Anti-aging, anti-who?

Why, in this day and age, are we bombarded on a daily basis with advertisements for anti-aging products aimed almost exclusively at women?

We are constantly pressured to:

  • Look young. “Wow! It’s great that you’re 47, but only because you look 25 and you’re a stunning, hot model.”

  • Be obsessed with anti-aging. Oh, apparently having young-looking skin and a perky, hot bum are “health concerns” now.
  • Accept the erasure of all but youthful and “attractive” women throughout the media.
  • Be filled with terror and panic if we look like real, unaltered human beings. God forbid we show our secret flaws that make us “less of a woman”.

I can’t chalk it up to just being an across-the-board obsession with youth, because it is women who are the constant target. Even genderless “anti-aging” and “look younger” Google Images searches bring up predominantly female images. Apparently, aging is a female battle to be fought and won.

It’s even more of a media smack in the solar plexus when these beautiful, young, idealized women are surrounded by a wide cross-section of male types and ages (as is all too often the case). Older or less “attractive” men are dotted liberally among any group of people depicted, yet the older or less “attractive” women are mysteriously missing. Don’t even get me started on horrifying ads like this.

While the message to women (in the West, at least) is becoming more and more one of “You can do anything you want in life”, the insidious Achilles heel is that we have to look young and beautiful while we’re doing it — which, to my mind at least, kind of cancels out the whole idea.

We keep falling for the twisted logic that youth and flawless beauty equal empowerment. More importantly, we are offered no alternative.

As far as I’m aware, I can still be CEO of a multi-national corporation and have stretch marks. I can change the world and have everything I desire while showing my age spots. I don’t think they affect the way I function… Do they?

This is all essentially invalidating and excluding the vast majority of women and the lives we’ve led. I have tried over and over to find a logical reason for it, and after pulling nearly all my (increasingly grey) hairs out with exasperation, I can’t find one.

All I can think of is that it must be the last dying vestiges of that good old prehistoric belief system (see all fairy tales) that women must look young and attractive in order to get noticed in the (straight) male-dominated world. I say this because I simply don’t believe that obsessing about looking younger is an inherently “female” behavior. Left to our own devices, do we love our female friends, colleagues, neighbors, mothers, or grandmothers any less if they dare to show their age or “flaws”? No, we probably love them more for it.

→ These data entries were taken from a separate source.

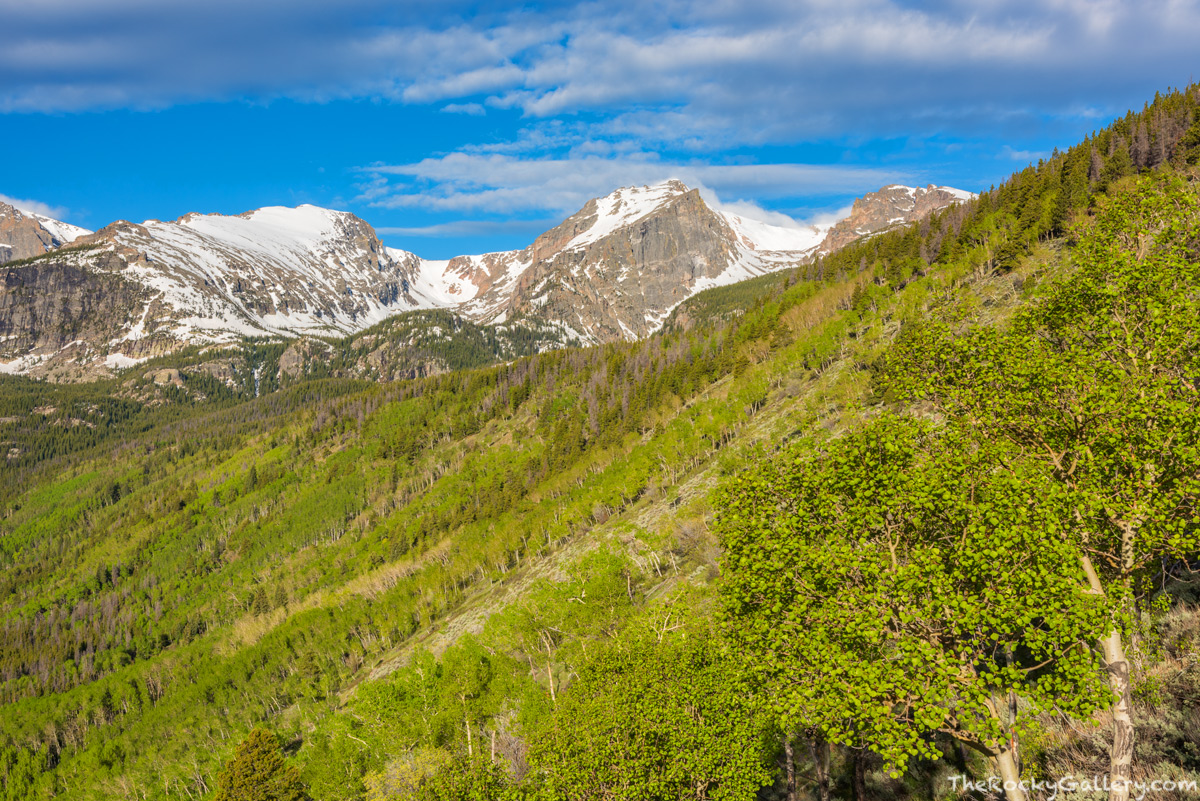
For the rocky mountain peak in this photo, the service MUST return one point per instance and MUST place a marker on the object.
(891, 206)
(24, 234)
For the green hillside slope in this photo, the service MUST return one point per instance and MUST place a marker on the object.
(508, 580)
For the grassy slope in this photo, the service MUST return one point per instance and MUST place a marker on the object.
(262, 561)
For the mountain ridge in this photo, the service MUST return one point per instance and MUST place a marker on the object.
(613, 270)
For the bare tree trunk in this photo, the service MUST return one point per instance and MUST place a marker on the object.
(790, 766)
(1117, 666)
(820, 750)
(1009, 775)
(1121, 757)
(859, 775)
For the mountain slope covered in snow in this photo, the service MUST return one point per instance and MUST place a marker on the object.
(613, 270)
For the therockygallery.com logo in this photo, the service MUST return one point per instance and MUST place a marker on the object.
(1051, 789)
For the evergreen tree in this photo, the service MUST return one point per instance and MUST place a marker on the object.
(258, 772)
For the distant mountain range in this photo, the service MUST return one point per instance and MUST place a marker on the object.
(78, 303)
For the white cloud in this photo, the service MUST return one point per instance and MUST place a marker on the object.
(35, 208)
(697, 74)
(472, 109)
(511, 185)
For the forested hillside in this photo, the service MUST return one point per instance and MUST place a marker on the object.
(923, 509)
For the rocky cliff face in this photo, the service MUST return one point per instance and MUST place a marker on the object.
(889, 208)
(615, 270)
(58, 318)
(24, 235)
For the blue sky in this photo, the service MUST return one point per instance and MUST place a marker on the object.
(459, 127)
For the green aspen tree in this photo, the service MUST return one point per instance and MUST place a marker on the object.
(1097, 385)
(654, 715)
(877, 589)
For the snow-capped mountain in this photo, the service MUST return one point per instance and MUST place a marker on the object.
(617, 267)
(613, 270)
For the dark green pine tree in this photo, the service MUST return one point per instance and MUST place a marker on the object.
(258, 772)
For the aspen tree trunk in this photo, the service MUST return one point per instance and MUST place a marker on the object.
(1117, 666)
(859, 775)
(790, 766)
(1006, 764)
(1121, 758)
(1005, 760)
(820, 750)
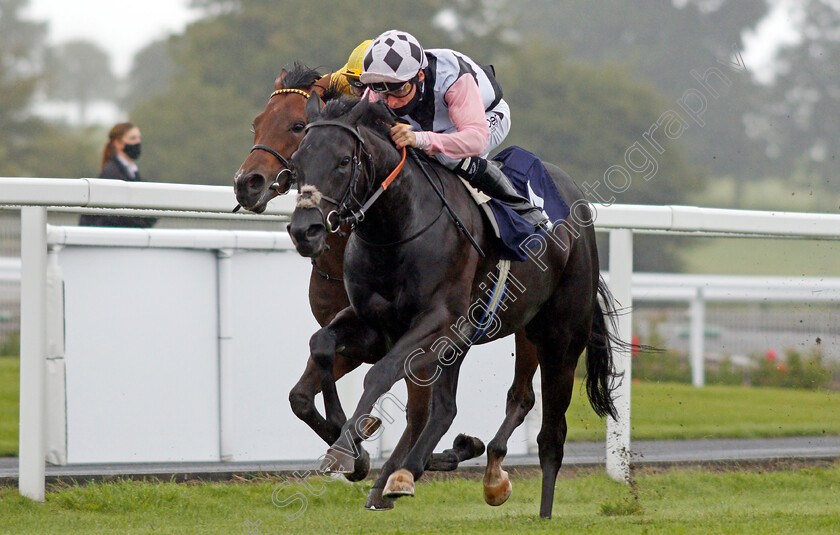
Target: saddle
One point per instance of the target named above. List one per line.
(532, 180)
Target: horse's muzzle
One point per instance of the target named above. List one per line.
(308, 231)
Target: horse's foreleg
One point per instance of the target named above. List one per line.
(442, 413)
(402, 360)
(345, 340)
(417, 414)
(520, 401)
(302, 398)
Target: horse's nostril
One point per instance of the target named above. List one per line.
(314, 231)
(255, 181)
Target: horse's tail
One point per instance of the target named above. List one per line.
(600, 368)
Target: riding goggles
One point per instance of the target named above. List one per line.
(355, 82)
(395, 89)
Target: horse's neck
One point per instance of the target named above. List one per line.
(405, 207)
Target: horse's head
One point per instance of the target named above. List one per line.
(278, 130)
(334, 168)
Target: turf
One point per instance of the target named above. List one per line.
(792, 501)
(9, 407)
(659, 411)
(679, 411)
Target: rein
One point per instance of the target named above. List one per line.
(354, 218)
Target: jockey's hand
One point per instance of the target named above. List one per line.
(403, 136)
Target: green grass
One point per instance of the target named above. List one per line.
(659, 411)
(9, 396)
(752, 256)
(672, 410)
(674, 501)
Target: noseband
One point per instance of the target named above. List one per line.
(288, 166)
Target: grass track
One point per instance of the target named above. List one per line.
(659, 411)
(673, 501)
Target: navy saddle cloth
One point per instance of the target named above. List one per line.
(531, 179)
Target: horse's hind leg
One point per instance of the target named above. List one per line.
(520, 400)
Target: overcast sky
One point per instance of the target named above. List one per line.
(120, 27)
(123, 28)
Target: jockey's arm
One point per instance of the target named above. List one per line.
(466, 111)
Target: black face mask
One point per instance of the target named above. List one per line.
(412, 104)
(133, 151)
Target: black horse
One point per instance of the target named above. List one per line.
(412, 276)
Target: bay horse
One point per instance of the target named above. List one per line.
(411, 277)
(265, 174)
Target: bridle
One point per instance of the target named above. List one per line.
(286, 164)
(344, 213)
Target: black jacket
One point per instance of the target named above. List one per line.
(116, 170)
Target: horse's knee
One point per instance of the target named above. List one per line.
(496, 449)
(523, 398)
(302, 403)
(322, 348)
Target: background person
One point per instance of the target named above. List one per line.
(119, 162)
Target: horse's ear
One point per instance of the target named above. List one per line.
(383, 113)
(313, 107)
(358, 111)
(321, 84)
(278, 82)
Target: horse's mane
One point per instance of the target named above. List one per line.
(333, 92)
(300, 77)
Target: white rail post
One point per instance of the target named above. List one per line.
(618, 431)
(33, 347)
(224, 263)
(697, 313)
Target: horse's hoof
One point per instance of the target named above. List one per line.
(496, 492)
(361, 467)
(471, 446)
(337, 462)
(400, 483)
(442, 462)
(376, 502)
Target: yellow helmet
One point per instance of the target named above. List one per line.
(353, 67)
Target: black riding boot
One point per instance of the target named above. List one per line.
(489, 179)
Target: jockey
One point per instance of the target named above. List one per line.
(346, 79)
(454, 107)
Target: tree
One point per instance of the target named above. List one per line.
(798, 120)
(151, 73)
(590, 120)
(80, 72)
(21, 59)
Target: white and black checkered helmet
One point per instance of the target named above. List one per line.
(394, 56)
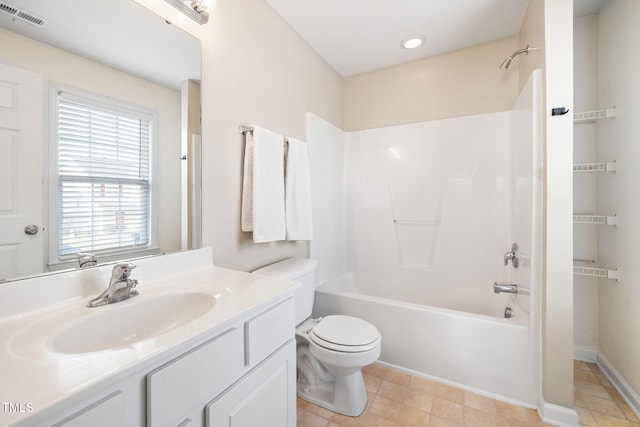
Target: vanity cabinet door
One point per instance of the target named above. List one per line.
(265, 397)
(107, 412)
(177, 389)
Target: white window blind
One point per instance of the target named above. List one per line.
(104, 187)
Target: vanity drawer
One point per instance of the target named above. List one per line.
(269, 330)
(174, 389)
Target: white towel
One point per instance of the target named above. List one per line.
(298, 191)
(263, 186)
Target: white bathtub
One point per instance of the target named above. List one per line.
(486, 354)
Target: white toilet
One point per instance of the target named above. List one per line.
(332, 350)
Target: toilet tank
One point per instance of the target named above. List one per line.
(299, 269)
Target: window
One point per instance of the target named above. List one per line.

Let’s do our bit to speed things along a little by no longer buying into the women-must-look-young BS. It’s time to LOVE our skin and the way it changes as we go through life, LOVE our greying hair, our changing bodies, and all our “signs of aging” — because they are what truly empower us.

Elizabeth Dodd is a Human History Museum professional and part time artist from New Zealand. Over the years, her growing exasperation at the media’s uncontested obsession with womens’ appearance and youth has driven her to either self combust or start blogging. She chose the latter.